A justificativa é o que qualquer operário braçal sonharia escutar: com tanto cargo de chefia, a empresa não tem a comunicação necessária e se perde na burocracia. O velho “muito cacique para pouco índio” pegou a Intel.
O Brasil, evidente, nao ficou fora da dança. Mesmo que a Intel não quisesse se manifestar publicamente sobre o assunto, Ronaldo Miranda, executivo responsável pelo setor de redes WiMax da companhia, mandou seu e-mail de despedida poucos dias depois do anúncio mundial.
Fontes próximas à empresa afirmam ainda que outros cortes na filial nacional deverão acontecer até o meio do segundo semestre.
Em encontros com a mídia, executivos da Intel Brasil martelam tanto na tecla de que confiam nos planos do garoto Paul Otellini para reestrutar a Intel que as afirmações chegam a soar exageradas.
Enquanto as mudanças propostas por Otellini, que vendeu a divisão de chips móveis e atrasou o lançamento de novos processadores, não mostram efeito, a Intel vai perdendo a gordura.

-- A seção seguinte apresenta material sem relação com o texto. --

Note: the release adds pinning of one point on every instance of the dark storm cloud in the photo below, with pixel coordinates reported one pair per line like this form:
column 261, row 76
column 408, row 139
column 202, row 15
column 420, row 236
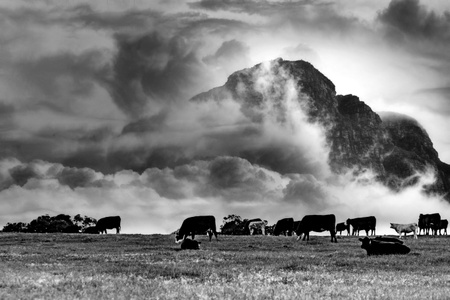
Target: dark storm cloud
column 152, row 72
column 254, row 7
column 306, row 189
column 160, row 68
column 55, row 81
column 229, row 51
column 410, row 19
column 22, row 173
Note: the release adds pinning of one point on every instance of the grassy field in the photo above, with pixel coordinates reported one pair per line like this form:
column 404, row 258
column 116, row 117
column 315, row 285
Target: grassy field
column 78, row 266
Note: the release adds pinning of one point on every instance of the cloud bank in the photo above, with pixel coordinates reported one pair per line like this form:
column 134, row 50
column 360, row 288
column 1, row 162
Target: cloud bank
column 95, row 116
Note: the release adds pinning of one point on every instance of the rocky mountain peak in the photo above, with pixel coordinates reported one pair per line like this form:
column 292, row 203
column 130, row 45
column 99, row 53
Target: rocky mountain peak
column 393, row 146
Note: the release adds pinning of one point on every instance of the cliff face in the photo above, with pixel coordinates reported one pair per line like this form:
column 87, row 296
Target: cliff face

No último trimestre, a queda de 57% no lucro da Intel, que chegou a US$ 885 milhões, junto ao aumento de 53% da AMD, que atingiu US$ 1,22 bilhão fez com que tudo o que a segunda fatura fosse maior do que apenas o lucro da primeira - algo inédito até então.
A tomada de espaço da AMD pode ser muito bem detida pelo lançamento dos novos chips de ambas as marcas, que começaram na última semana e devem pontuar todo o segundo semestre. Enquanto isto, a Intel reza para que não apareça por aí outro Opteron.